High Plains Music Camp brings musicians and guest artists to FHSU

By Diane Gasper-O’Brien

HAYS, Kan. — Dr. Ivalah Allen is looking forward to the 70th anniversary of Fort Hays State University’s High Plains Music Camp, the largest of FHSU’s summer camps.

“We’re already gearing up for next year,” said Allen, in her fifth year as camp director this year. “We’re making plans for some significant clinicians but also some fun things around the camp, too.”

That momentous occasion is set for 2017. But first things first. Allen, associate professor of music at FHSU, and her camp staff are set to welcome nearly 300 students to campus for the 69th annual week-long event.

The students are scheduled to converge on campus Sunday morning, July 10, and will rehearse and attend classes all week in preparation for Saturday’s concert finale.

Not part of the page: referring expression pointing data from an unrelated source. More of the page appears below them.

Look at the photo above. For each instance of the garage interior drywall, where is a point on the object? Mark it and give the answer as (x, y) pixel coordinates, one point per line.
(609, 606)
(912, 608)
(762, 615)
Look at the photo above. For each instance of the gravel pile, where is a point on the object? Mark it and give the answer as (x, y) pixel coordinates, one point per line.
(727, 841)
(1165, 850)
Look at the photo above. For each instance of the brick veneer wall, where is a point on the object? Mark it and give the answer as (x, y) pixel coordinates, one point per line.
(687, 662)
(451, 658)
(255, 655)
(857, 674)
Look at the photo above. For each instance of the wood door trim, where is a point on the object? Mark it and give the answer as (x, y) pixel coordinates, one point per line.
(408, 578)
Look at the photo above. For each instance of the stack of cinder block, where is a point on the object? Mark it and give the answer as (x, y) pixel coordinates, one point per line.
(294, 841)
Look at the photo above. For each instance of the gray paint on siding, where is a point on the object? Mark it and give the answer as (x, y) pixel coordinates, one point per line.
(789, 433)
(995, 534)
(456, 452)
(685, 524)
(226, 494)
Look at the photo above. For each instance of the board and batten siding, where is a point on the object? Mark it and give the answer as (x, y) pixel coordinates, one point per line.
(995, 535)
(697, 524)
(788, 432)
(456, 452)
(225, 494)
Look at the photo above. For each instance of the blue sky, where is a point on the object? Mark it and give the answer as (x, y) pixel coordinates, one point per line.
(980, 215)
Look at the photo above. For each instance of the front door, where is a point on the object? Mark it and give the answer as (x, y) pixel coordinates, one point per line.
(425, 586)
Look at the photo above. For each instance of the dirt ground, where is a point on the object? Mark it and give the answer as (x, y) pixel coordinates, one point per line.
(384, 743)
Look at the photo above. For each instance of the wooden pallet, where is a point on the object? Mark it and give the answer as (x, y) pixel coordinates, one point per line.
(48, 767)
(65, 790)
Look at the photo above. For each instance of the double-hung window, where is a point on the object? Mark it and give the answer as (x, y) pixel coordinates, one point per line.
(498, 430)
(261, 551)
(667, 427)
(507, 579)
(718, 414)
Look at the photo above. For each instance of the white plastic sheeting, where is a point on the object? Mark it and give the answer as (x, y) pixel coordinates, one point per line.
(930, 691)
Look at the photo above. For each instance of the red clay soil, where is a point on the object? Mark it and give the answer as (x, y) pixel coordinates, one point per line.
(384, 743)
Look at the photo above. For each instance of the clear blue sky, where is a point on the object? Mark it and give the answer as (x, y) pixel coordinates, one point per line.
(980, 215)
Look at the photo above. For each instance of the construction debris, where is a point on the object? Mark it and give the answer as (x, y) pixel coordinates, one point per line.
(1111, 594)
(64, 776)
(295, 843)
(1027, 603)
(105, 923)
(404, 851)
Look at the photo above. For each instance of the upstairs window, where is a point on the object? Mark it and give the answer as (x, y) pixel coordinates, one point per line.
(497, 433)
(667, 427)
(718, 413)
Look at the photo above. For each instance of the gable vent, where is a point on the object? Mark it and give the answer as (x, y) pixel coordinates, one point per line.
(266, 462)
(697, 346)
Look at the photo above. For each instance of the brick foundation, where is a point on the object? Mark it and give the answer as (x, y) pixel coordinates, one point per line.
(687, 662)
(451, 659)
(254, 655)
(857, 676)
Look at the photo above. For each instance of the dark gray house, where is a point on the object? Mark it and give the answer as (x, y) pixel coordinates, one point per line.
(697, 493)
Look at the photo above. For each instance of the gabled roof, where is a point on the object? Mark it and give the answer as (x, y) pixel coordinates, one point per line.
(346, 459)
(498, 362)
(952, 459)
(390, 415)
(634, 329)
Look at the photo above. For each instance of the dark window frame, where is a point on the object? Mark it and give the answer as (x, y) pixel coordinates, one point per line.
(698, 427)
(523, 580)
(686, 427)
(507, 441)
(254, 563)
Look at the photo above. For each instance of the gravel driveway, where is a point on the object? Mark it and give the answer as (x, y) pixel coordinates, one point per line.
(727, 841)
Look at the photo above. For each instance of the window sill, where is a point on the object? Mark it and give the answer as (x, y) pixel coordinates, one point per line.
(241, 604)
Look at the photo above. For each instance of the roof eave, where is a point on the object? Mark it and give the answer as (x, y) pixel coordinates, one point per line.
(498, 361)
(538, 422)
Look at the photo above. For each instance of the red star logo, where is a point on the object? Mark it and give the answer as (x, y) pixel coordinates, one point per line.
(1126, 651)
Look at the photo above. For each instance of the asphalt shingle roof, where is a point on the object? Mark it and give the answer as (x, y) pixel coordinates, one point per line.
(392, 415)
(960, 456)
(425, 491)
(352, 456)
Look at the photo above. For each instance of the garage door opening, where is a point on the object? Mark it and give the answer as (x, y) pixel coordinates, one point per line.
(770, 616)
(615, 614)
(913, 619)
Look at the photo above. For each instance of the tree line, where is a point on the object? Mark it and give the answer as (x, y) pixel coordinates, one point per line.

Students in vocal, band and orchestra will have a minimum of four rehearsals a day in addition to selected classes.

Most of this year’s musicians are coming from all areas of the state, but some are from several other states as well, including as far away as New York.

While the students will keep busy all day practicing, there will be numerous concerts throughout the evenings, featuring FHSU faculty and staff and guest faculty. All are free and open to the public.

Allen Vizzutti — an international trumpeter/jazz clinician — will perform as well, at 7 p.m. Monday at Beach/Schmidt Performing Arts Center. A complete concert schedule and biographies on Vizzutti and other guest faculty can be found online at www.fhsu.edu/musiccamp.

“We encourage everyone to attend the concerts,” Allen said. “We have some great guest clinicians this year and high-quality staff performances scheduled.”

The Wednesday night stage at Beach/Schmidt Performing Arts Center is reserved for the student honor recital, where students were chosen from recordings and audition material sent to the FHSU music faculty last spring.

There will be different kinds of concerts from which to choose Friday evening. Those attending the faculty string chamber concert will get a treat for coming early. The concert is set for 6:30 p.m in Felten-Start Theatre in Malloy Hall. Just before that, at 6 p.m., select numbers will be performed from the musical, “The King and I.”

Meanwhile, jazz concerts — both student and faculty — will be going on at the same time in Beach/Schmidt, with students performing at 6:30 and faculty at 7:30. A student talent show will complete the night’s events, starting at 8:45 in the Fort Hays Ballroom of the Memorial Union.

The week will conclude Saturday with a series of student concerts beginning at 9 a.m. and continuing through the afternoon.

In addition to a multi-faceted learning experience, Allen said the camp gives youngsters a chance to see the FHSU campus firsthand. Many then decide to make Fort Hays State their destination of choice when it comes to selecting a college to attend.

“We get a large number of students who come back to Fort Hays State,” Allen said. “And they’re not all necessarily music majors. They represent every department on campus.”